T-Mobile and Sprint, ranked Nos. 3 and 4 by size, have argued for years that the deal would shield them from the industry’s brutal pricing wars and expedite their ability to deliver 5G to the masses. Last year, they promised Washington they would build out a 5G wireless network to 97% of the country in three years, including much of rural America, while offering “same or better rate plans at the same or better prices” for the next three years. The combined company is expected to serve more than 100 million subscribers, rivaling the even larger footprints of AT&T and Verizon.
Sprint shares spiked more than 72%, to $8.28, in premarket trading. T-Mobile surged 9.6%, to $92.65.
Richard Parker, legal counsel for T-Mobile’s parent company, Deutsche Telekom, said in a statement emailed to The Post that the company was “delighted” with the decision. “As we argued in court, this merger ensures competition by allowing the combined companies to more effectively compete with the market leaders. It is our hope that with the Court’s endorsement of the merger, along with the federal agencies’ approval, this matter can be closed so that the market can do what it does best: fuel competition and innovation.”
Sprint, run by Japanese conglomerate Softbank, did not respond to a request for comment.
Critics contend the deal will squash competition, leaving consumers with too few choices and allowing for price-gouging that could disproportionately affect lower-income customers.

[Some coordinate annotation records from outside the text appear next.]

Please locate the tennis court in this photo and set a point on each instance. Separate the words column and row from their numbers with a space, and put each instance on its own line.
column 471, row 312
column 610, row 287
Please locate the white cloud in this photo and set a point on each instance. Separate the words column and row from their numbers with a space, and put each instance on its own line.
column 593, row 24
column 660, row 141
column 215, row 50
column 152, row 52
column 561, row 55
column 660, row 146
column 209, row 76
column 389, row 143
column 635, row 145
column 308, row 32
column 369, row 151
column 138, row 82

And while the Federal Communications Commission and the Justice Department approved the deal last year, a group of 13 state attorneys general, including California and New York, later sued to block it. But in his ruling Tuesday, U.S. District Court Judge Victor Marrero said that the merger was unlikely to “substantially lessen competition” in the telecom industry.
“T-Mobile has redefined itself over the past decade as a maverick that has spurred the two largest players in its industry to make numerous pro-consumer changes. The proposed merger would allow the merged company to continue T-Mobile’s undeniably successful business strategy for the foreseeable future,” Marrero wrote in his decision. “While Sprint has made valiant attempts to stay competitive in a rapidly developing and capital-intensive market, the overwhelming view both within Sprint and in the wider industry is that Sprint is falling father and farther short of the targets it must hit to remain relevant as a significant competitor.”

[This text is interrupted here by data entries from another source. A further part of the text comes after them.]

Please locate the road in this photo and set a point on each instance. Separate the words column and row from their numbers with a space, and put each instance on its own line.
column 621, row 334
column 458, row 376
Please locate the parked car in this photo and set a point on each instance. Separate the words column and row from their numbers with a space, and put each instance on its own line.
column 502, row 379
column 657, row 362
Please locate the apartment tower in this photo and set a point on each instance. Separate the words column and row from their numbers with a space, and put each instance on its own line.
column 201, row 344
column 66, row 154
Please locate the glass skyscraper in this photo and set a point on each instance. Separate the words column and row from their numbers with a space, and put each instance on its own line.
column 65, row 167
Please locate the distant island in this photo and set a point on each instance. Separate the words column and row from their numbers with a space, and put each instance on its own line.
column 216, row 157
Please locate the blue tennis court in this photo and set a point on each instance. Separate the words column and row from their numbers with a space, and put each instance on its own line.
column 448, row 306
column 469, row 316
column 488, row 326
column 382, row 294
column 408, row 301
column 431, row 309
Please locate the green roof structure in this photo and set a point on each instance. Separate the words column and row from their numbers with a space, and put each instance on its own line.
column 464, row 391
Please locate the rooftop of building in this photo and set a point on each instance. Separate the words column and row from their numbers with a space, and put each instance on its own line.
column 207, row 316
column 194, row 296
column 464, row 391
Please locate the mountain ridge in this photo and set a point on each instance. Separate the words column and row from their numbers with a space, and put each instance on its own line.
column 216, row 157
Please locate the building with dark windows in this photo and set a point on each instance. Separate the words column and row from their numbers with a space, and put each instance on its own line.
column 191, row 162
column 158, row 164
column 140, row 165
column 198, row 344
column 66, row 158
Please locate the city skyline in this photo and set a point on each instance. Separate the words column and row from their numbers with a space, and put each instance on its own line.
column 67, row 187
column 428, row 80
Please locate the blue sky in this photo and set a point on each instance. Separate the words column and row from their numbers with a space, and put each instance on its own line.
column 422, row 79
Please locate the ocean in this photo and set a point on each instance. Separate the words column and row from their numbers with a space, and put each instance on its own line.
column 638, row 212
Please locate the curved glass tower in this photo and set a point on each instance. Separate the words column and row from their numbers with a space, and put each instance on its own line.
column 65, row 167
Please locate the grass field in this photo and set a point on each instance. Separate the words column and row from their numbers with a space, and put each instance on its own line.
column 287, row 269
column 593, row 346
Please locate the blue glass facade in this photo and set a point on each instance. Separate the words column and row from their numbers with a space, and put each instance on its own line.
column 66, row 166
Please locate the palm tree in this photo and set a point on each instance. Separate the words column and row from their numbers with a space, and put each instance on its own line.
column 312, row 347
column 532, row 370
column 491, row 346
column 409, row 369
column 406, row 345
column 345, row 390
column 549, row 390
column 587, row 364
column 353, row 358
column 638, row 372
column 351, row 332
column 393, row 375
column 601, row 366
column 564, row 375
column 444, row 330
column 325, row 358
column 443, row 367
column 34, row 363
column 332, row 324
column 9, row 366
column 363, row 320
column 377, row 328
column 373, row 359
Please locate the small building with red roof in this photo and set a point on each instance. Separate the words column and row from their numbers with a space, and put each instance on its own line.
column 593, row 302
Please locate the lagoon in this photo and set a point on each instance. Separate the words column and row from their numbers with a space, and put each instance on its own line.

The deal still requires the endorsement of the California Public Utilities Commission, a move two years in the making, and it’s possible the legal battle isn’t over yet. New York Attorney General Letitia James, who spearheaded the lawsuit, said that the states “wholeheartedly” disagreed with Marrero’s ruling are considering an appeal.
“From the start, this merger has been about massive corporate profits over all else, and despite the companies’ false claims, this deal will endanger wireless subscribers where it hurts most: their wallets,” James said in a statement. “There is no doubt that reducing the mobile market from four to three will be bad for consumers, bad for workers, and bad for innovation, which is why the states stepped up and led this lawsuit.”
The merger was formally announced in April 2018, but T-Mobile and Sprint, run by Japanese conglomerate Softbank, had been flirting with a combination for years but were thwarted by political head winds. To win the government’s blessing, both companies agreed to sell off key assets – including hundreds of retail stores, thousands of cell sites and spectrum licenses – to Dish Network in an effort to turn Dish into a fourth national wireless carrier. Sprint and T-Mobile were also forced to ditch their prepaid phone businesses, Boost Mobile and Virgin Mobile.
Mike Siebert, T-Mobile’s current president, is poised to succeed John Legere as chief executive to helm the newly combined company on May 1. Legere, whose charisma and acumen helped move the merger forward, will remain a member of the board.